Amen. I am no VOY superfan. I put it and ENT at a lower level than TOS/TNG/DS9. But Janeway 100% did the right thing there. Just like Archer does with the Trip clone.
 
Amen. I am no VOY superfan. I put it and ENT at a lower level than TOS/TNG/DS9. But Janeway 100% did the right thing there. Just like Archer does with the Trip clone.

The Trip clone was just ridiculous. Our memories do not travel in our genetic code.

I still maintain that if the Tuvix incident had occured in Federation territory, and Tuvix's right to live went before a tribunal, they would probably have sided with him.

As for Voyager... well, its sloppiness was annoying. But it had a great cast, and a lot of pretty good episodes.
 
I still maintain that if the Tuvix incident had occured in Federation territory, and Tuvix's right to live went before a tribunal, they would probably have sided with him.

Even if it happened there, it would be at least controversial. The tribunal would have to hear Tuvix's pleas, right, but also the one of T'Pel, who would want her husband back.

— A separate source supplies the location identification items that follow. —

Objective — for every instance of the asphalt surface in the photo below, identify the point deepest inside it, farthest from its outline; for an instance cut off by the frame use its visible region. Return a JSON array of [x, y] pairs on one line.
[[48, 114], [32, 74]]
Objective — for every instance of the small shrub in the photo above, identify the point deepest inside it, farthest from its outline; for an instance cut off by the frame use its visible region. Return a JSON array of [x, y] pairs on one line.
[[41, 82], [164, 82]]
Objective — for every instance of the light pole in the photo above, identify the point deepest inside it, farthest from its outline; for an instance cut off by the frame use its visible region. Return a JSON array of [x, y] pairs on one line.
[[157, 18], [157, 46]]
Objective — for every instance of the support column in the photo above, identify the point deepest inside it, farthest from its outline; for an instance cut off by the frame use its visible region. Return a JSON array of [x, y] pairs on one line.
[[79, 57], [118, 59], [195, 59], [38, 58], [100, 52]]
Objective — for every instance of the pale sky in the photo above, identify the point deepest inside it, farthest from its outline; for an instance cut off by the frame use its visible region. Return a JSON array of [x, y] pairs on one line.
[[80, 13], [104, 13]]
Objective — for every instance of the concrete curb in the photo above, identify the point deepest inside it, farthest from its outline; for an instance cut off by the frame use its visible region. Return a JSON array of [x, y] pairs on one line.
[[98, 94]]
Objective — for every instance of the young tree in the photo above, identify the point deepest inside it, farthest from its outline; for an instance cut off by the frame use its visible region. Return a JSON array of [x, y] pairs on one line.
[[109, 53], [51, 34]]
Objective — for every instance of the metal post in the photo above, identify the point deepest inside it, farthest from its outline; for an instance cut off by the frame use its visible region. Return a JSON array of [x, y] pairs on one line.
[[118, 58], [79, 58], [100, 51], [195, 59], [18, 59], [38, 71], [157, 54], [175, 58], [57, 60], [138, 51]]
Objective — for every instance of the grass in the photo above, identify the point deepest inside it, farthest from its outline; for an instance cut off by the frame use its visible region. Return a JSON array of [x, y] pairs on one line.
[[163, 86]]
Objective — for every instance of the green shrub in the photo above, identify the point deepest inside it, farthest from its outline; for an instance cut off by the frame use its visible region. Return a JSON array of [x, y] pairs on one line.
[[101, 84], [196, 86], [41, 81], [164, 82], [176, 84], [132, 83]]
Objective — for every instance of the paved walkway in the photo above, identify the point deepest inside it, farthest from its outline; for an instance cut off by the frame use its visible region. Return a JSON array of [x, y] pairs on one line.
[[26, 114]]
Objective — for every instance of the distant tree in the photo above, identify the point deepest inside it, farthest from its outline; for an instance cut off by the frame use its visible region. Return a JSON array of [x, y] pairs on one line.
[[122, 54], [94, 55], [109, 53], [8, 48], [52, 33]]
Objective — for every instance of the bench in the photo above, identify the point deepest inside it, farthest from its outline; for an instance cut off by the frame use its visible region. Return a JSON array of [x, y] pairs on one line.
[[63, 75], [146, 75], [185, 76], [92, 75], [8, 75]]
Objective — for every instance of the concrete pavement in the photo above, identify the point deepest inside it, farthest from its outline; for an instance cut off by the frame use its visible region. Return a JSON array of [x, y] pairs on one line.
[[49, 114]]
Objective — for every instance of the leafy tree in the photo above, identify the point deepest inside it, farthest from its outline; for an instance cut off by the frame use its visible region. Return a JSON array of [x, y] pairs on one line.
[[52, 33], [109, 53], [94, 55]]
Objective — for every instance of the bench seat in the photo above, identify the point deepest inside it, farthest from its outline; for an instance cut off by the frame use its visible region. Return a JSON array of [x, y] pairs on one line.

And for the record, the game Star Trek Timelines (set during a crisis in time, with all characters from all eras available in the same context) made such a trial, in the "Janeway was..." event. In-story, the events regarding the original Tuvix were classified, but when an alternate Tuvix shows up, everything comes to public light. But don't bother to ask about the result of the trial. "Sorry to cut you out of the verdict after all you've done for us, Captain, but the Federation is concerned that making this decision public could cause chaos throughout the galaxy."
 
For the films, I consider their titles the full titles: Star Trek First Contact and Star Trek Nemesis.

Others with similar names (but not identical):
"Where No Man Has Gone Before" (TOS) and "Where No One Has Gone Before" (TNG)
"Wink of an Eye" (TOS) and "Blink of an Eye" (VGR)
"Beyond the Farthest Star" (TAS) and "Far Beyond the Stars" (DS9)
"The Survivor" (TAS) and "The Survivors" (TNG)
"We'll Always Have Paris" (TNG) and "We'll Always Have Tom Paris" (LDs)
"The Emissary" (TNG) and "Emissary" (DS9)
"Brothers" (TNG) and "Brother" (DSC)
"First Contact" (TNG) and "First Con-Tact" (PGY) and "First First Contact" (LDs)
"Past Prologue" (DS9) and "What's Past Is Prologue" (DSC)
"Sanctuary" (DS9) and "The Sanctuary" (DSC)
"The Homecoming" (DS9) and "Coming Home" (DSC)
"The Muse" (DS9) and "Muse" (VGR)
"Demon" (VGR) and "Demons" (ENT)
"Strange New World" (ENT) and "Strange New Worlds" (SNW)
"Bounty" (ENT) and "The Bounty" (PCD)
"Daedalus" (ENT) and "Project Daedalus" (DSC)
"Kobayashi Maru" (DSC) and "Kobayashi" (PGY)

I only listed confusable titles. I also bolded the two titles that are homophonic.
 
"Who Mourns for Adonais?(TOS)" and "Who Mourns for Morn(DS9)."
I did think of those, but I decided to leave them out because I couldn't see anyone confusing the two. But yes, they are just one word off.

Also:
"The Eye of the Beholder" (TAS) and "Eye of the Beholder" (TNG)

Another one word difference:
"Profit and Loss" (DS9) and "Profit and Lace" (DS9)
 
AND their 4 children.

They are minors. There's no need to go through all this, especially as their mother and legal guardian would already be in the trial and state the point for all of them.

And there's yet another testimony to be heard: that of Janeway herself. She did what she did because the lives of two of her crewmen were on the line. One of them, her longest and most esteemed friend. If any of you think she would simply walk away and let Tuvok's fate be decided by a bunch of obscure bureaucrats without giving a fight, you have been watching the wrong series. And if things go south, she always has a weapon more powerful than a hundred photon torpedos: her death glare.